Coca-Cola to Fight Forced Labor Using Blockchain 101
Source: iStock/rococofoto

Coca-Cola and the U.S. State Department, along with a Bitfury, blockchain technology company, and a cryptocurrency Emercoin, are launching a project using blockchain’s digital ledger technology to create a secure registry for workers that will help fight the use of forced labor and other exploitative practices worldwide, Reuters reported.

According to the International Labor Organization, nearly 25 million people work in forced-labor conditions worldwide, with 47% of them in the Asia-Pacific region.

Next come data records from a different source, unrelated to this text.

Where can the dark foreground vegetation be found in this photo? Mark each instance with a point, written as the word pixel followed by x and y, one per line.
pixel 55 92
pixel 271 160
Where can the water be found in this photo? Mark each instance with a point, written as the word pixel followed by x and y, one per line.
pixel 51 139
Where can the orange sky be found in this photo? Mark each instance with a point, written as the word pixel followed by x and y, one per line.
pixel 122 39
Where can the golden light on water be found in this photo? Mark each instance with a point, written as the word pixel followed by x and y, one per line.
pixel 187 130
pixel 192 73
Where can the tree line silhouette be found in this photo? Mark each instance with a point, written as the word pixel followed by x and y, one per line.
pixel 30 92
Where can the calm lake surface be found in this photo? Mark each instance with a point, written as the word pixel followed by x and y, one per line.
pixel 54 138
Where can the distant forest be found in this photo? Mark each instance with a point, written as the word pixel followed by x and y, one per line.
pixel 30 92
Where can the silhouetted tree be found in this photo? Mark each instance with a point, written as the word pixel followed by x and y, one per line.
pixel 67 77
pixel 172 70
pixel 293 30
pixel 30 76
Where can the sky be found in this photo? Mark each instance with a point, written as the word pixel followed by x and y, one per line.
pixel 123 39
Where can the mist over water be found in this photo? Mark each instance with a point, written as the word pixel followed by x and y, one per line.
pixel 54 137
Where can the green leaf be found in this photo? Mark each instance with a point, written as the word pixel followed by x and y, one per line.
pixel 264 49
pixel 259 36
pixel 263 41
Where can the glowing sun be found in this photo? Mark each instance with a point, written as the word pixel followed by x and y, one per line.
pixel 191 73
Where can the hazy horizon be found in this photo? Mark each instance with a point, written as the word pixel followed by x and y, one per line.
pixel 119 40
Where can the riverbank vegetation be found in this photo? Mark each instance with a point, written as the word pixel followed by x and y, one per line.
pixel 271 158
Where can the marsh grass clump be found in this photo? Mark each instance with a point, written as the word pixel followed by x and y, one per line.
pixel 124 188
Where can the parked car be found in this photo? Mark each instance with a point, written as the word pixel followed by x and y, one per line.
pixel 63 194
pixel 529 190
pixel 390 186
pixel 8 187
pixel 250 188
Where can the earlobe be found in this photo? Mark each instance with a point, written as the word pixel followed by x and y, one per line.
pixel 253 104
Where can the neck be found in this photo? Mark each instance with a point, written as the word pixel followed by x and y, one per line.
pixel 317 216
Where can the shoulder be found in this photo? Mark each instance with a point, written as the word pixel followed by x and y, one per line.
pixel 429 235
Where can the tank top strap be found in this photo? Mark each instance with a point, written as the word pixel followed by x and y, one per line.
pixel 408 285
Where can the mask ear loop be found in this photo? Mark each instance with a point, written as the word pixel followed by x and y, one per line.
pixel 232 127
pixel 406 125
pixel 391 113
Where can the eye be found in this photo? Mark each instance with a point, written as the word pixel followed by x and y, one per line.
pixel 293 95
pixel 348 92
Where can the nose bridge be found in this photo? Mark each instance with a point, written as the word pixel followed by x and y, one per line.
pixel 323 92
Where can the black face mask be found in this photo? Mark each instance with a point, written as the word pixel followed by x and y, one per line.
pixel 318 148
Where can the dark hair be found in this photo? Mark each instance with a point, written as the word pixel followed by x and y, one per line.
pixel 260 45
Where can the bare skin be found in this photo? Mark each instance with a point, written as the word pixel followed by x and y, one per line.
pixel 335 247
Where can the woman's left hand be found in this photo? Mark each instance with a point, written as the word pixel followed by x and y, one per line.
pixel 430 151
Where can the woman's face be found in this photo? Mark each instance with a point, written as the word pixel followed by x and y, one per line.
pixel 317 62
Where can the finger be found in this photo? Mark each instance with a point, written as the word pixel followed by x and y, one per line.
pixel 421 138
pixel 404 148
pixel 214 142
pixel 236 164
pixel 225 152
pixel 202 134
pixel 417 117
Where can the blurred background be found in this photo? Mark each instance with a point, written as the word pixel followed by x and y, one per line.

Food and beverage companies are under special pressure to make sure their sugarcane, obtained from such regions, is not a product of forced labor.

Brent Wilton, the company’s global head of workplace rights, said in an email to Reuters, “We are partnering with the pilot of this project to further increase transparency and efficiency of the verification process related to labor policies within our supply chain.”

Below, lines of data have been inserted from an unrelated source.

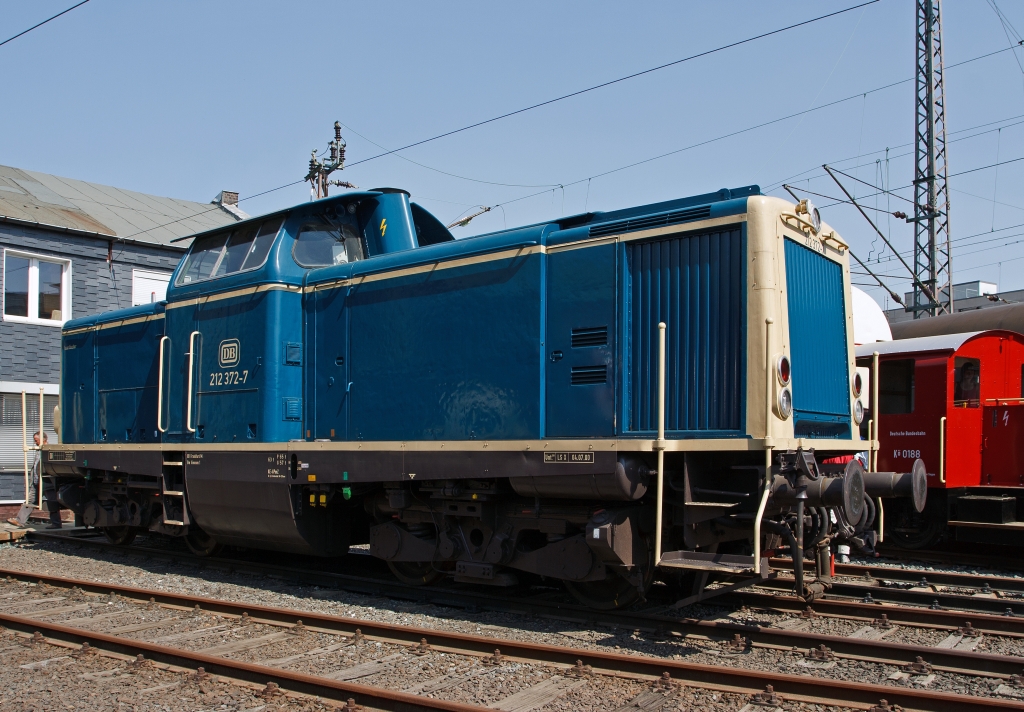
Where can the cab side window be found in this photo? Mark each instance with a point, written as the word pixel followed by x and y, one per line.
pixel 896 386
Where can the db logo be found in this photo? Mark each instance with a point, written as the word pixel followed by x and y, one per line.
pixel 228 353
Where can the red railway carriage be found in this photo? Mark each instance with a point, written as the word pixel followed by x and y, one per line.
pixel 953 401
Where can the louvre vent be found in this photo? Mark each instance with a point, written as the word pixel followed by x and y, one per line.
pixel 649 221
pixel 293 353
pixel 589 375
pixel 596 336
pixel 293 409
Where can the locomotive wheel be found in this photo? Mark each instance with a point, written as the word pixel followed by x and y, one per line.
pixel 909 530
pixel 614 591
pixel 120 536
pixel 201 543
pixel 415 573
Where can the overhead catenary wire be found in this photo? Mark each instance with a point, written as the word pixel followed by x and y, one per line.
pixel 749 129
pixel 916 280
pixel 628 77
pixel 39 25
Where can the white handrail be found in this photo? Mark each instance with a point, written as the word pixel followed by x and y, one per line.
pixel 768 447
pixel 160 385
pixel 659 445
pixel 192 373
pixel 942 450
pixel 877 411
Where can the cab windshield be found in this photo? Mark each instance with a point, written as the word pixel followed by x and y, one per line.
pixel 228 252
pixel 321 244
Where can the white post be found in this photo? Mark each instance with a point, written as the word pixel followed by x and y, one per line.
pixel 876 378
pixel 42 433
pixel 25 444
pixel 659 446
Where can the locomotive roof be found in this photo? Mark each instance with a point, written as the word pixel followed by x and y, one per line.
pixel 724 194
pixel 941 342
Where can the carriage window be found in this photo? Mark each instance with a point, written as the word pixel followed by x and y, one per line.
pixel 967 383
pixel 321 245
pixel 227 253
pixel 896 386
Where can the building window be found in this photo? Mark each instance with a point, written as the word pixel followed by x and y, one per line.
pixel 36 290
pixel 148 287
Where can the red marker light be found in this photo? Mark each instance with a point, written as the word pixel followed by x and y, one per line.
pixel 783 370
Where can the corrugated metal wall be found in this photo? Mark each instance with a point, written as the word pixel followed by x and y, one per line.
pixel 817 343
pixel 696 285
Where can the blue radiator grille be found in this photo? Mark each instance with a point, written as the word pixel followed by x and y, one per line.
pixel 817 343
pixel 696 285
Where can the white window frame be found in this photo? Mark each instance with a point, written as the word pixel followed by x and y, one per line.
pixel 34 260
pixel 152 275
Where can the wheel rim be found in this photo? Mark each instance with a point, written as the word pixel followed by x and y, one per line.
pixel 911 530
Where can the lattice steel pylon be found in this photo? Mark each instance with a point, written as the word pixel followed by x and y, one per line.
pixel 932 256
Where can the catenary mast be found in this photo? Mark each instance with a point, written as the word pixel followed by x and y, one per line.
pixel 932 257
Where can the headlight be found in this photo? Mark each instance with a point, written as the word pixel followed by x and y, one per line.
pixel 785 403
pixel 783 370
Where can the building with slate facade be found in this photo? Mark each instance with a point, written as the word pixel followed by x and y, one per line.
pixel 70 249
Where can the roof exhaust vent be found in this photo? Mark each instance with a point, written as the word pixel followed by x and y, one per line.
pixel 226 198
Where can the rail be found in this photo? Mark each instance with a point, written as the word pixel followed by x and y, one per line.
pixel 192 377
pixel 160 385
pixel 805 688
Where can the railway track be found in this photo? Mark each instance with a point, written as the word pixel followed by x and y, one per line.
pixel 402 645
pixel 1011 560
pixel 383 584
pixel 877 619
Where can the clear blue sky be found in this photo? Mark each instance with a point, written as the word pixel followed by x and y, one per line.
pixel 188 98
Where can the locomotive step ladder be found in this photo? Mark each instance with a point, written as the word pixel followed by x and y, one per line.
pixel 173 490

Blockchain Trust Accelerator, a non-profit organization involved in this project, says that the goal is to use the ledger to provide a safe and secure way to validate workers and their contracts to Coca-Cola and other multinational corporations. Bitfury and Emercoin will be building and providing the blockchain technology for this venture.

This is not the first case of using blockchain on ethical grounds: it was already reported that BMW has partnered up with a London-based startup to make sure their electric vehicle batteries contain only cobalt that is not the result of child labor earlier this month. The idea is that cobalt would be given a clean barcode and entered into an immutable ledger using blockchain technology.